I took to Fuzz pretty quickly, it was very clearly influenced by a couple of Michael Bay films (and the aforementioned Point Break) just as Shaun' largely drew from Night of the Living Dead. World's End just isn't as focused, and the Mad Max ending was just as ill fitting. There's a few posts on here saying to watch it again for reappraisal but I wonder if they'll feel that way in years to come. I agree about the themes, these are easy to identify with past a certain age. I'm really not sure who they thought the target audience was though. And I also agree, it was sorely lacking laughs, especially in the first half, which was ball achingly slow.

It remains a disappointment, if only because it should have been a safe bet for them smashing it out the park, not polarizing viewers.

This film was a pretty shallow disappointment, and felt exactly like the post-Shaun copyists that have been in abundance (doghouse, grabbers, Lesvian Vamp Killers blah bllah).

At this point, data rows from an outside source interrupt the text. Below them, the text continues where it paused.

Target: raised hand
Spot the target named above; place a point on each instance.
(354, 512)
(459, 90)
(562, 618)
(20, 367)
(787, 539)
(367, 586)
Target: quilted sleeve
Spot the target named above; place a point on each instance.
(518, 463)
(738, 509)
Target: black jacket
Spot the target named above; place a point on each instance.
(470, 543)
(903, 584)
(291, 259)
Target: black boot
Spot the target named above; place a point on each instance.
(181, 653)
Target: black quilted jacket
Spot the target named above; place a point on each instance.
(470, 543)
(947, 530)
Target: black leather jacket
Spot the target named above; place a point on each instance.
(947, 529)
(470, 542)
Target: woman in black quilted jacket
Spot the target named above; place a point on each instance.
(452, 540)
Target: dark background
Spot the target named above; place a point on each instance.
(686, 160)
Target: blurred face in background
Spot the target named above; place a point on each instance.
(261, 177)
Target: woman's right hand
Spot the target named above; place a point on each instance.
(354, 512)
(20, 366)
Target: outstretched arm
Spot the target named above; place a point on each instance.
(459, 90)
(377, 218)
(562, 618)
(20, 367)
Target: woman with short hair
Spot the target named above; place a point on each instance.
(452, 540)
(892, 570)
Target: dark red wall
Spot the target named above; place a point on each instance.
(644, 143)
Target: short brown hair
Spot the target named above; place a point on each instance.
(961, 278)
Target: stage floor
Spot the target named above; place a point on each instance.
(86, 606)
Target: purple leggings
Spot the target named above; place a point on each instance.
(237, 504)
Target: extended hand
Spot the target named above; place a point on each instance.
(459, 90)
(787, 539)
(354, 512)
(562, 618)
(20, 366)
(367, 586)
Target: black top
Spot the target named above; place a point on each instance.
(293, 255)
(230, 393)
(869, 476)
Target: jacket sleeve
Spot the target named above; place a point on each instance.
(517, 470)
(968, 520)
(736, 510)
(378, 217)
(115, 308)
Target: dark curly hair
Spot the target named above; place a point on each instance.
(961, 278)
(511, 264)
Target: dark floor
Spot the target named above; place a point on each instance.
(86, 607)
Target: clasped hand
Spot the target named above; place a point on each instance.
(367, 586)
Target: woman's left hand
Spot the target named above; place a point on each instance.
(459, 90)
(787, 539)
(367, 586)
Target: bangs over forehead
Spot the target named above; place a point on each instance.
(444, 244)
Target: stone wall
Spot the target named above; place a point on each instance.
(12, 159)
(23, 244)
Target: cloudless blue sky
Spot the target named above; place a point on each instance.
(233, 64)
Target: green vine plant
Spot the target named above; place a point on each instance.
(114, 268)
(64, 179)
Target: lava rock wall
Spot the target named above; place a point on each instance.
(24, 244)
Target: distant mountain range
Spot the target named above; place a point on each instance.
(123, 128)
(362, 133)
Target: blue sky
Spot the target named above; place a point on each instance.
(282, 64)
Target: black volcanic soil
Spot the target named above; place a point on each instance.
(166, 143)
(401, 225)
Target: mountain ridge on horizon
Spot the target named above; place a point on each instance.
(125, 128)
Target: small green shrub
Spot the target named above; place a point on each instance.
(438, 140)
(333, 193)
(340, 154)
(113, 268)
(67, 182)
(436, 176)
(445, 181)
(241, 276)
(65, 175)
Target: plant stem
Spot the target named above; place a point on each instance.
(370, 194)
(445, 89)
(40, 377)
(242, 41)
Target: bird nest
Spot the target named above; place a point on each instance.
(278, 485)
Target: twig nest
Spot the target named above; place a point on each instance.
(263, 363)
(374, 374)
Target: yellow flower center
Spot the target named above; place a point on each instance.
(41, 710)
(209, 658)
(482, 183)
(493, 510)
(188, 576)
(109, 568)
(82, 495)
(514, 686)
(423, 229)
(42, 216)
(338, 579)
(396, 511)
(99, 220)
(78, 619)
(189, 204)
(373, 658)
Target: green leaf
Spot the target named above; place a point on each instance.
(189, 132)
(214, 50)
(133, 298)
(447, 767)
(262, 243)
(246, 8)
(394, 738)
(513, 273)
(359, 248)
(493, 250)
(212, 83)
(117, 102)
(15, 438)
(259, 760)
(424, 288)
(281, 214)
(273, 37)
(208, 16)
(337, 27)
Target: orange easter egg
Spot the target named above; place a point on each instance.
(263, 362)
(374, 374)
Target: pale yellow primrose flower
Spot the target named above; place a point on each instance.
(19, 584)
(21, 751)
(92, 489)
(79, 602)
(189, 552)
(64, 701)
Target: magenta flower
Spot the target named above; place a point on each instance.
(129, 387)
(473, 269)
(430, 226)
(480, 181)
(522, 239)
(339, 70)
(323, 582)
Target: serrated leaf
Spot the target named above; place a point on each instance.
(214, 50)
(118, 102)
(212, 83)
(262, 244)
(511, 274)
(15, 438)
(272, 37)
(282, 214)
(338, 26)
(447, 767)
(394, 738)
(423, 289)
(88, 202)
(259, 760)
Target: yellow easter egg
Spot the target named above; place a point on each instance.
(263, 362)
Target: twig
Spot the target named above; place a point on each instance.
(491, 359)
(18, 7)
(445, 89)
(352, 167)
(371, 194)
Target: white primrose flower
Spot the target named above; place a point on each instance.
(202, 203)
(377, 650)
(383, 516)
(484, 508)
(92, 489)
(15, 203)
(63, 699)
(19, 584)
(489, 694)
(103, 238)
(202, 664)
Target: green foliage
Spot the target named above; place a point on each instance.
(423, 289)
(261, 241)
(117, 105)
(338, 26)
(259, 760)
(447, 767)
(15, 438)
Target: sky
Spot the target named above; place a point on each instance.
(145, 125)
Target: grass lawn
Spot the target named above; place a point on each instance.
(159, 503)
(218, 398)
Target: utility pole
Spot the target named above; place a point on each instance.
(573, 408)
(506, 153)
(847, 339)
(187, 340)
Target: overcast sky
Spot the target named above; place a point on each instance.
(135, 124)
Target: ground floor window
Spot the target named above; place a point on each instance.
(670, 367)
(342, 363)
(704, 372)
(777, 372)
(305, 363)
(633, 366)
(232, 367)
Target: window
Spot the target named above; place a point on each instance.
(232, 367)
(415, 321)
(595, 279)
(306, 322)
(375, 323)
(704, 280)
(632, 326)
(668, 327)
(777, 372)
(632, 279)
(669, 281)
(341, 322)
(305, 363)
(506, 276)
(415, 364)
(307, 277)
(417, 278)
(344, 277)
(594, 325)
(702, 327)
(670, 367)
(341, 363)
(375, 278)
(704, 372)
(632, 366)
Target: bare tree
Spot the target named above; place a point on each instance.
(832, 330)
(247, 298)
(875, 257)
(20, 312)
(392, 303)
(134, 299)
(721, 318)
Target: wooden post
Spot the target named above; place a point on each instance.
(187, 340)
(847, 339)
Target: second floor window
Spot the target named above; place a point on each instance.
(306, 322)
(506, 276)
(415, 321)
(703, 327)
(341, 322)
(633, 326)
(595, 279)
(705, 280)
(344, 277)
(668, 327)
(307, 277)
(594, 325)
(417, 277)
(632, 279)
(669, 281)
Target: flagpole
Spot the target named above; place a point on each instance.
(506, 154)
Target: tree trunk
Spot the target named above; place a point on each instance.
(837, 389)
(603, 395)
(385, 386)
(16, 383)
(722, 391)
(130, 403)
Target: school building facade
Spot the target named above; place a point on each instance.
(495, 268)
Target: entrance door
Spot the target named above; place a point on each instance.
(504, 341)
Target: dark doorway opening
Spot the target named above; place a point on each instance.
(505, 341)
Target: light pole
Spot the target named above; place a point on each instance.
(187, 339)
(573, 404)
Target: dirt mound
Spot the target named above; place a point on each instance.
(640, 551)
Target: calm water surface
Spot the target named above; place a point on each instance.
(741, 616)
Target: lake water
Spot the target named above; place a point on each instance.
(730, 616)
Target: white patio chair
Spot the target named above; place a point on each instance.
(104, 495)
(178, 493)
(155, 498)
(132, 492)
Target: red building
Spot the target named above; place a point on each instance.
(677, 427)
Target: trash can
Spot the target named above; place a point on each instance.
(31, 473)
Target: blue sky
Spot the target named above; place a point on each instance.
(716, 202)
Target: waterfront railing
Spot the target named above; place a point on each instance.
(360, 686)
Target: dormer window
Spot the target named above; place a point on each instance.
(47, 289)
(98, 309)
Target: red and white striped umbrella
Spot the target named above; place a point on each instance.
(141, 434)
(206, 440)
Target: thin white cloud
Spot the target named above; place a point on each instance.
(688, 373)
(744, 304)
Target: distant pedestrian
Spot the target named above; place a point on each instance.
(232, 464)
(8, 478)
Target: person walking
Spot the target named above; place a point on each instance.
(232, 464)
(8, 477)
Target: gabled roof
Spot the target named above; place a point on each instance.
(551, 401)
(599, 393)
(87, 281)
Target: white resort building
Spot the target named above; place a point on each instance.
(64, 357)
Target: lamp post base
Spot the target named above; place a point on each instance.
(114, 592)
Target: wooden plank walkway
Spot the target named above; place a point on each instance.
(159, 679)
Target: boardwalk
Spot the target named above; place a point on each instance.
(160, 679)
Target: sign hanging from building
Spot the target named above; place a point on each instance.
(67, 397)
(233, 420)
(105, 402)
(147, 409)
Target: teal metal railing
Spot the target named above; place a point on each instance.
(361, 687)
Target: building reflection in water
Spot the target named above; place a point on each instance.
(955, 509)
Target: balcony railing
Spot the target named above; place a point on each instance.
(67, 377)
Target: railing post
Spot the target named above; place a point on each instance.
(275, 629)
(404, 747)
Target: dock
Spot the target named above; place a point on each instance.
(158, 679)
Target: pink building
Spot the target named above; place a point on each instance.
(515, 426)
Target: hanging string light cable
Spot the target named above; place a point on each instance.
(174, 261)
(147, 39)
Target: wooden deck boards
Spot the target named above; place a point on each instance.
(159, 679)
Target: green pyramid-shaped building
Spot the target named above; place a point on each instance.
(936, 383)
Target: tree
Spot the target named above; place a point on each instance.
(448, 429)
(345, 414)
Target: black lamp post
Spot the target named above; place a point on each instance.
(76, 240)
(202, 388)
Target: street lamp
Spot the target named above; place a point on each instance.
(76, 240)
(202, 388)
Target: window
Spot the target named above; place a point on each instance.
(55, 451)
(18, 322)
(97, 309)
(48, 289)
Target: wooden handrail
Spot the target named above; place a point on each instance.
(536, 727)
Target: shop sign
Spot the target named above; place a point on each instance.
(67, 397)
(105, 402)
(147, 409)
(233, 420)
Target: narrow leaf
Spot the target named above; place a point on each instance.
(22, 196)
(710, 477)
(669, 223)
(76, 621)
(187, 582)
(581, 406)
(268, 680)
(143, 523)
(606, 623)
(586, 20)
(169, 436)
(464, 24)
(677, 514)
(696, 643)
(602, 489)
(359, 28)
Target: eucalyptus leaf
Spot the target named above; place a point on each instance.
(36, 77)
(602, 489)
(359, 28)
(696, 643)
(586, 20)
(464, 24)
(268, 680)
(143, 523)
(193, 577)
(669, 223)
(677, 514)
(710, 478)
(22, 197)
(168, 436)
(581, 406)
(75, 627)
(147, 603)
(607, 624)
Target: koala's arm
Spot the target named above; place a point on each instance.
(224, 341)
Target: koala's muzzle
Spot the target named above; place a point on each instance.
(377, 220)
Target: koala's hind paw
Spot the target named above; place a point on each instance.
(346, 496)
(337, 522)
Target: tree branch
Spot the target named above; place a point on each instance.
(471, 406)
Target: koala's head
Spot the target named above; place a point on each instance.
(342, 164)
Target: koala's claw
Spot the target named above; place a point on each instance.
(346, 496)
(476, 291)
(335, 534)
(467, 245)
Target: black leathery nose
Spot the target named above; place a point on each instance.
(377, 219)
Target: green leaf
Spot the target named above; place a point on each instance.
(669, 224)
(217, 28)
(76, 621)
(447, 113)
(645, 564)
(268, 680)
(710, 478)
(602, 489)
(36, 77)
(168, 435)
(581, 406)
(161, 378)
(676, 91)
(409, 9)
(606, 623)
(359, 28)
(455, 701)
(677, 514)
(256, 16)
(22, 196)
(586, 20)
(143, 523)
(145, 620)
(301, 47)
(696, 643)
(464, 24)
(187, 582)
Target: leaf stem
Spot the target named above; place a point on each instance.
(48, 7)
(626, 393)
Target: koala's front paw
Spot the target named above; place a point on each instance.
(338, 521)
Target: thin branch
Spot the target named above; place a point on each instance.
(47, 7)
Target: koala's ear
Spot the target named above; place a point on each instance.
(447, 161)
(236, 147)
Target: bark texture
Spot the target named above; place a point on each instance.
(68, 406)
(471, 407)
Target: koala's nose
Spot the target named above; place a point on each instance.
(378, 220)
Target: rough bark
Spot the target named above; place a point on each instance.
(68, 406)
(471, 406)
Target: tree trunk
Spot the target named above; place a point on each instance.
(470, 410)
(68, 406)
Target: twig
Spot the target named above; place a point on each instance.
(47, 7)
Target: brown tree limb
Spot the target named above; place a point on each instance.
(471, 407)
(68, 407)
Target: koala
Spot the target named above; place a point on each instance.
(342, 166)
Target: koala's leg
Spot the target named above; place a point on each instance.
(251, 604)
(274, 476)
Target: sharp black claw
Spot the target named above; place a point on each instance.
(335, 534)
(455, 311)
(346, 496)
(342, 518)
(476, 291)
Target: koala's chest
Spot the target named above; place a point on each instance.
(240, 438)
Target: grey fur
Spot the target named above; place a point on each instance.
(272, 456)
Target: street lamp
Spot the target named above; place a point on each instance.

All the actual plots INCLUDING the drug problems were like farts in the wind to be communicated in a few sentences. Oh, it's robots, how perfunctory. I laughed a fair amount, sure, there's SOME comedy gold to be found in the bare skeleton of a plot and uninteresting protagonists. NONE of the emotional charm was there such as between Shaun and his Girlf, or Shaun and his parents... i really don't know what film this reviewer saw but best film of the year? Actually mental.

I agree. I thought Hot Fuzz was more intriguing. I enjoyed bits of the movie as Nick Frost is a likeable second banana but the end put me to ZZZZZZZ.

I think this is my favourite of the three films, personally. It also makes me excited about what Edgar Wright can do with Ant-Man.
Also, Simon Pegg just tweeted a link to this article.

This film was a huge disappointment. I love Shaun and thought Hot Fuzz was good but not great but this was just bad. Considine and Pike were ace but as to the rest. Frost and Pegg were terrible and Freeman might as well phoned it in. Unfunny, dull and a sad end to the cornetto trilogy.
I hope Ant Man is more Scott Pilgrim and less this, because Pilgrim was ace.

Not 40 something, or a Brit. I think the real problem is people are pretentious and can't admit that they just don't get it therefor they degrade it. I'm a 27 year old american and I believe that Wright, Pegg, and Frost should be crowned the kings of modern comedy. People just don't want to admit that the only thing they understand is everything made by the Wayons.. It's funny how they got raving reviews from the biggest names in the film industry for all three films but all these couch critics think they know so much better.